Il a souligné la division au sein de l'Union européenne, en particulier dans une poignée de pays comme la Hongrie, dirigée par le populiste de droite Viktor Orban.

Des quatre membres de l'UE au Conseil de sécurité, deux – l'Allemagne et l'Estonie – semblaient prêts à s'abstenir de voter sur les critiques du plan américain, ont déclaré des diplomates.

Les deux autres membres sont la France et la Belgique. Un cinquième membre de l'UE au Conseil de sécurité, la Grande-Bretagne, a quitté le bloc à la fin du mois dernier.

L'Union européenne a publié la semaine dernière une déclaration dans laquelle elle a réitéré son soutien à une solution à deux États fondée sur les lignes de 1967. Les Palestiniens veulent établir un État à Jérusalem-Est, en Cisjordanie et dans la bande de Gaza, des zones où Israël était en guerre avec les pays arabes il y a un demi-siècle.

Josep Borrell, chef de la politique étrangère de l'UE, a déclaré que l'initiative américaine "s'écarte de ces paramètres convenus au niveau international".

Israël et les États-Unis ont été optimistes pour obtenir un soutien au moins muet de la part des États arabes qui soutiennent traditionnellement les Palestiniens, les monarchies du Golfe étant unies à Israël dans leur hostilité à l'Iran.

Les ambassadeurs de Bahreïn, Oman, des Émirats arabes unis ont assisté au dévoilement du plan par Trump aux côtés du Premier ministre israélien Benjamin Netanyahu, qui a ensuite tenu une réunion de découverte avec le haut-général du Soudan.

Netanyahu a salué le plan de Trump selon lequel Israël devrait maintenir sa souveraineté jusqu'à la frontière jordanienne, même s'il existe un État palestinien.

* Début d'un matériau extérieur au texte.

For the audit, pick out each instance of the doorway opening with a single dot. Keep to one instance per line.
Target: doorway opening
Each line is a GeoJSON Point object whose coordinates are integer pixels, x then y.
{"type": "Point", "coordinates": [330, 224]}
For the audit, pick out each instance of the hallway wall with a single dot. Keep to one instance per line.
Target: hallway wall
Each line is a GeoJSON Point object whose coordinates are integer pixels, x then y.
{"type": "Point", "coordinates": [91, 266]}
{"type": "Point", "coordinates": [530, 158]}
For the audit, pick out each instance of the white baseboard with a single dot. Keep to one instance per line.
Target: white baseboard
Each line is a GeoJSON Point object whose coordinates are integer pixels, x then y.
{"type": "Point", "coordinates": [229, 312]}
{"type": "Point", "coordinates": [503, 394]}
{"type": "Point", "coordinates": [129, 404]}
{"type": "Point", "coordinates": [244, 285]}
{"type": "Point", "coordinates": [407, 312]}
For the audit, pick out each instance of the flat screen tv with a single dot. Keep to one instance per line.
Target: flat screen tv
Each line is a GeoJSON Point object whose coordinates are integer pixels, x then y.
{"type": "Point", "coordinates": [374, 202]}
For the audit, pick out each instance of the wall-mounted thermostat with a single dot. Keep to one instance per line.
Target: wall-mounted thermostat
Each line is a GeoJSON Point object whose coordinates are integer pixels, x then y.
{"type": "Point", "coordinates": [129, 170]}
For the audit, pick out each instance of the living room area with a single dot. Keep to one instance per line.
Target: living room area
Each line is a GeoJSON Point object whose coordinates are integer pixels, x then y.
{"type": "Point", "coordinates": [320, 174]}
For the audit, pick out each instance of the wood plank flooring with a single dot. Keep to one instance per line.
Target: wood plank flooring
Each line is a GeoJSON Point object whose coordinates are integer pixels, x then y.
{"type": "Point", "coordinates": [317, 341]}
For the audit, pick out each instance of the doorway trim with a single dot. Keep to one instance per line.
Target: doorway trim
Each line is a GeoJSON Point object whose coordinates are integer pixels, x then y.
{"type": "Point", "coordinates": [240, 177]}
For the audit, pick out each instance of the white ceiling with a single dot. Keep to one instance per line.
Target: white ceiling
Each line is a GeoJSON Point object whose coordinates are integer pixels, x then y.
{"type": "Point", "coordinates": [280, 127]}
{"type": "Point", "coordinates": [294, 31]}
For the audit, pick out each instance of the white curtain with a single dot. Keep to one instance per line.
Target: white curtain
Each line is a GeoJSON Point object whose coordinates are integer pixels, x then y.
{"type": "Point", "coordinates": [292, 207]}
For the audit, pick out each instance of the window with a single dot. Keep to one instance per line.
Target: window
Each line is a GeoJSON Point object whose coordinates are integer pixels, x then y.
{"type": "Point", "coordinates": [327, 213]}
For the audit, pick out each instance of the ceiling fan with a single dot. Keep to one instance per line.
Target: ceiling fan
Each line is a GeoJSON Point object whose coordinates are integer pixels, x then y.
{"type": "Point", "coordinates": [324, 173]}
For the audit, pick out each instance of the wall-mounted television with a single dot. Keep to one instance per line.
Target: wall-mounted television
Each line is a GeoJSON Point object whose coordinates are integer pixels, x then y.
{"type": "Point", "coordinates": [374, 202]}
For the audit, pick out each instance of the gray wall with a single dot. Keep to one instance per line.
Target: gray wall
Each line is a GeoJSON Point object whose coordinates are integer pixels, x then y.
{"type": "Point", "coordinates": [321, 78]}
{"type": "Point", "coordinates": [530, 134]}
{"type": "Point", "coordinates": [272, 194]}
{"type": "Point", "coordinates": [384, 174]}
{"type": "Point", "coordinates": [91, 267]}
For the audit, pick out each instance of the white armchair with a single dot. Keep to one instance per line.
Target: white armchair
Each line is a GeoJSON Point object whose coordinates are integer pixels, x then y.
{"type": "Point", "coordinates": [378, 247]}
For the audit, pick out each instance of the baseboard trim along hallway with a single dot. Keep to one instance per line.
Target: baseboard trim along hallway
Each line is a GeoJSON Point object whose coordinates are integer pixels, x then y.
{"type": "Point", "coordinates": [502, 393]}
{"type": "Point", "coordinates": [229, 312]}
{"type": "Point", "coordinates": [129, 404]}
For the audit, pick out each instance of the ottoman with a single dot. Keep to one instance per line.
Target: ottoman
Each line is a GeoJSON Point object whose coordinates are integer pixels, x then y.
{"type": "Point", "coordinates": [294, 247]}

“ Trump fait partie du problème '', disent les Palestiniens protestataires

Dans l'intervalle, des milliers de Palestiniens se sont réunis mardi en Cisjordanie pour rejeter l'initiative de Trump au Moyen-Orient et montrer leur soutien au leadership palestinien pour gagner l'opposition de l'ONU au plan.

Des manifestants ont saisi la place Al-Manara à Ramallah, le siège de l'Autorité palestinienne en Cisjordanie. Ils ont agité des drapeaux palestiniens et brandi des banderoles condamnant le plan.

Un drapeau de langue anglaise disait: «Trump fait partie du problème, pas de la solution», tandis qu'un autre a condamné «le vol du siècle». Les responsables et les médias arabes appellent sarcastiquement ce plan comme "l'accord du siècle".

"Tous les Palestiniens et toutes les factions, nationales et islamiques, soutiennent le président Mahmoud Abbas", a déclaré à la foule le Premier ministre Mohammed Shtayyeh.

"Toutes les rues sont pleines", a-t-il dit. "C'est la réponse palestinienne."